A bem da verdade, o sentido de ὑπηρέτης em 1Cor 4:1 é de difícil definição por duas razões: (1) a primeira é claramente observada pelo estudo do vocábulo, mas a principal razão é que (2) essa é a única vez que Paulo usa esse termo em suas cartas. A dificuldade nesse caso é que um hapax legomena (uma palavra usada uma única vez) não nos oferece a possibilidade de comparar como o próprio autor a usa em outras ocasiões. Dessa forma, os principais elementos para se considerar são o uso diacrônico do termo, seu sentido mais comumente empregado no período em questão e mais importante que os anteriores, o contexto literário.

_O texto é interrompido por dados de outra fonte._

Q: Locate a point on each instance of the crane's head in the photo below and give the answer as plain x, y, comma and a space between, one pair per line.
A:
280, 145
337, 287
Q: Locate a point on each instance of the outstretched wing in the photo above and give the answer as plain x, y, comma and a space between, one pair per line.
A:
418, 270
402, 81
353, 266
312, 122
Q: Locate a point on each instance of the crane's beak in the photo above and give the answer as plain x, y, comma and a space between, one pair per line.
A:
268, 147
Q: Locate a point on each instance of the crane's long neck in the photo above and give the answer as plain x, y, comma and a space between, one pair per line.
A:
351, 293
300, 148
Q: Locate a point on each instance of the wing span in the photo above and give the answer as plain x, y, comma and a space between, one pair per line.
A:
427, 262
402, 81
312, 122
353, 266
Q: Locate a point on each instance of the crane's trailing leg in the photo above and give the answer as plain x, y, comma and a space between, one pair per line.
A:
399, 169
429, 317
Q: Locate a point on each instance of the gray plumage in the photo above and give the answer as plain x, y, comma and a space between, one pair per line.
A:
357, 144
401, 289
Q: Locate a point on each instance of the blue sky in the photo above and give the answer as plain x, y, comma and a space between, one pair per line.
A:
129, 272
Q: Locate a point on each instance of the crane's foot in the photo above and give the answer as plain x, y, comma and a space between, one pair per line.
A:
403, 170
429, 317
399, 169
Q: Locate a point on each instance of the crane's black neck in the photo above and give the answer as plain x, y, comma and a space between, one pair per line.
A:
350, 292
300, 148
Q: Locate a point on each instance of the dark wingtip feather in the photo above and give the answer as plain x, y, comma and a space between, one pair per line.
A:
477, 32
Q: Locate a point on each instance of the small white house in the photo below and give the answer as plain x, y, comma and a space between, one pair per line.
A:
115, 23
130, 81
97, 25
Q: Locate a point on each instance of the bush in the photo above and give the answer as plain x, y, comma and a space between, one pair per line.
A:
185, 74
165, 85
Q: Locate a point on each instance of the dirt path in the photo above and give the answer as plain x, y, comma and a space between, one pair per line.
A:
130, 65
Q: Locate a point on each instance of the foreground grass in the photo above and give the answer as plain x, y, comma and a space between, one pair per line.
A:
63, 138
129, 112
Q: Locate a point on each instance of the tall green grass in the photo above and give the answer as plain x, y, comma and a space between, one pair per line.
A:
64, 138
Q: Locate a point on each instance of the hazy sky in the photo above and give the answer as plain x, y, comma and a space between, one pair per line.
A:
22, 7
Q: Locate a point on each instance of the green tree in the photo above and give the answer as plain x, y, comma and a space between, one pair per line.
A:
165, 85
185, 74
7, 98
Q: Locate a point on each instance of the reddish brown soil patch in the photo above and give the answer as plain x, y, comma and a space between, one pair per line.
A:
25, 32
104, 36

A. Um mensageiro de Cristo?

A primeira possibilidade seria entender ὑπηρέτης em referência a um arauto/mensageiro (cf. Hdt. 3.63; 5.111). Como demonstramos acima, alguém poderia funcionar a serviço de alguém como um arauto. Quando Ésquilo descreve o diálogo entre Hermes e Prometeus, por exemplo, ele apresenta a Hermes como  (lit. mensageiro/arauto dos deuses): “Você fala corajosa e bravamente, e sua mensagem é desprovida de orgulho, como convém a um ὑπηρέτης θεῶν [arauto/mensageiro dos deuses].” Nesse caso, Prometeus descreve a Hermes como alguém a serviço dos deuses, cujo serviço é proclamar a mensagem deles. Quando Herbert Weir Smyth, o grande gramático do grego clássico, traduz essa expressão, ele usa a interessante expressão: “as befits a minion of the gods” (como convém a um servo dos deuses; Aeschylus, with an English Translation, PB, 954). De modo similar, Sófocles quando descreve a Odysseus apresentando os decretos de Zeus a Philoctetes, ele se descreve como ὑπηρετῶ δʼ ἐγώ (lit. eu sou seu [de Zeus] servo; The Philoctetes of Sophocles, 990). Nesse caso Odysseus presta sua assistência/serviço por meio de sua proclamação dos decretos de Zeus (cf. TDNT, 8:530-31).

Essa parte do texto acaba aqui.